Guest post by Rachel Williams. Content warning: mentions of self-harm and suicide
Receiving my diagnosis of borderline personality disorder in February 2016, aged 26, made my whole life – in terms of my psychiatric history – make sense. I started to self-harm aged 12 or 13, and struggled with an eating disorder from around the same age, officially being diagnosed with anorexia at 18. Depression was my norm. Despite these things, it took hospitalisation in 2016 before I finally received my diagnosis.
Up until that point, countless visits to the GP had my condition misdiagnosed as depression, and I was fobbed off with yet another prescription for antidepressants, none of which seemed to work. I always felt that my self-harm was dismissed as ‘just a teenage phase’. Even when I attempted suicide aged 18, no one queried it further. I think everyone thought that I was just doing these things for attention. Some went so far as to tell me that directly, but I am sure that many more were thinking it.
My psychiatrist once described BPD to me as being like bipolar but with more frequent mood swings. This fits with my experiences perfectly. You see, I can wake up in one mood but the slightest thing can trigger a change, for better or worse. It’s like Alice from Alice in Wonderland said: “I knew who I was this morning, but I’ve changed a few times since then.”
BPD is a tricky diagnosis to receive and one that comes with a lot of associated stigma. Portrayals of BPD in the media, such as in the film Girl, Interrupted, show sufferers of the condition as being melodramatic, attention seeking and manipulative. A lot of psychiatrists believe that the condition can’t be treated, and as such do not want to treat us – though obviously, they can’t openly admit to this! This is something I have come across in my own experience. Almost every time that I have seen a psychiatrist and commented that my medication is not working, I have been told that this is because there is no medicinal treatment for BPD. I know this. But what I want – and need – is to be taken seriously and not just dismissed.
The recommended course of therapy, dialectical behaviour therapy (DBT), was unavailable to me because I am ‘not ill enough’. I think this is because I am what can be described as a ‘quiet borderline’; that is, I internalise what I’m feeling, rather than acting out. Perhaps, had I better fitted people’s stereotypes of BPD, I would have received treatment sooner? Now, though, I am finally on a combination of meds that seems to have stabilised me. And, after waiting for over a year, I am about to start mentalisation-based therapy, an 18 month course of treatment, which I’m keeping everything crossed for.

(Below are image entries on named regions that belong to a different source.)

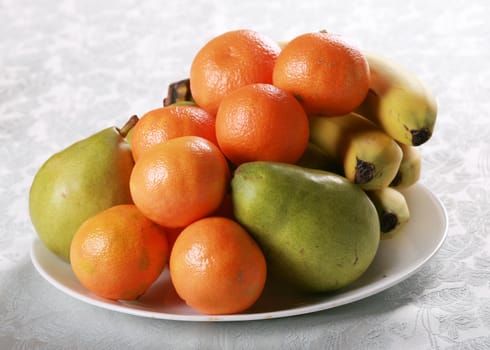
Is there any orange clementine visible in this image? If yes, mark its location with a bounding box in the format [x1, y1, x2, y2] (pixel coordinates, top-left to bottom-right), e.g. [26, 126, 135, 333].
[216, 84, 309, 165]
[190, 29, 280, 115]
[70, 204, 169, 300]
[131, 105, 217, 161]
[273, 32, 370, 116]
[129, 136, 230, 228]
[165, 227, 185, 252]
[169, 216, 267, 314]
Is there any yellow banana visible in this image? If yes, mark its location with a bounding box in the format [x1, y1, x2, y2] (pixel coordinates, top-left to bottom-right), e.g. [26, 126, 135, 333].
[366, 187, 410, 239]
[390, 143, 422, 189]
[310, 113, 402, 190]
[356, 52, 437, 146]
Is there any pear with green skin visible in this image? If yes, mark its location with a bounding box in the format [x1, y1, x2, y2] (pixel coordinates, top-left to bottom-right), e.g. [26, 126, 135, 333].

One of the problems that comes with having BPD is that you never know if your reactions are ‘normal’. I find myself often wondering whether I am justified in feeling the way I do about something, or whether it is my illness magnifying my response. It’s hard to tell, especially when I have been told so many times that I am overreacting. Am I just being ‘hysterical’, or has something really upset me that much? One is the way I am perceived by others, and the other is my reality.

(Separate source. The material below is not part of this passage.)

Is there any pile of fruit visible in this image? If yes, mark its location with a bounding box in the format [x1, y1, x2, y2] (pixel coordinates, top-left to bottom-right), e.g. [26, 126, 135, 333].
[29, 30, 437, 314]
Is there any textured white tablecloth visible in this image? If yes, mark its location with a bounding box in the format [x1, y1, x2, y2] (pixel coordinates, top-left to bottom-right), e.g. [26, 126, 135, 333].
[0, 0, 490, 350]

There is a lot of negativity surrounding this diagnosis, and mental illness in general, but it’s not all bad. Those with BPD are often impulsive, but it means I can be spontaneous. We feel everything more deeply – often described as the psychological equivalent of having third degree burns all over your body – but that means I experience joy and love more deeply. We fear rejection, so we do all we can to treasure those around us.
I’ve had to fight damn hard to get to where I am today. In the past year, I have had four months off work and (for various reasons, including my illness) had to quit the job I was in at the time – a job I loved. Yet now, I have just returned to study after seven years and started a Masters degree course, full time.
I have borderline personality disorder. And I’m not ashamed of that.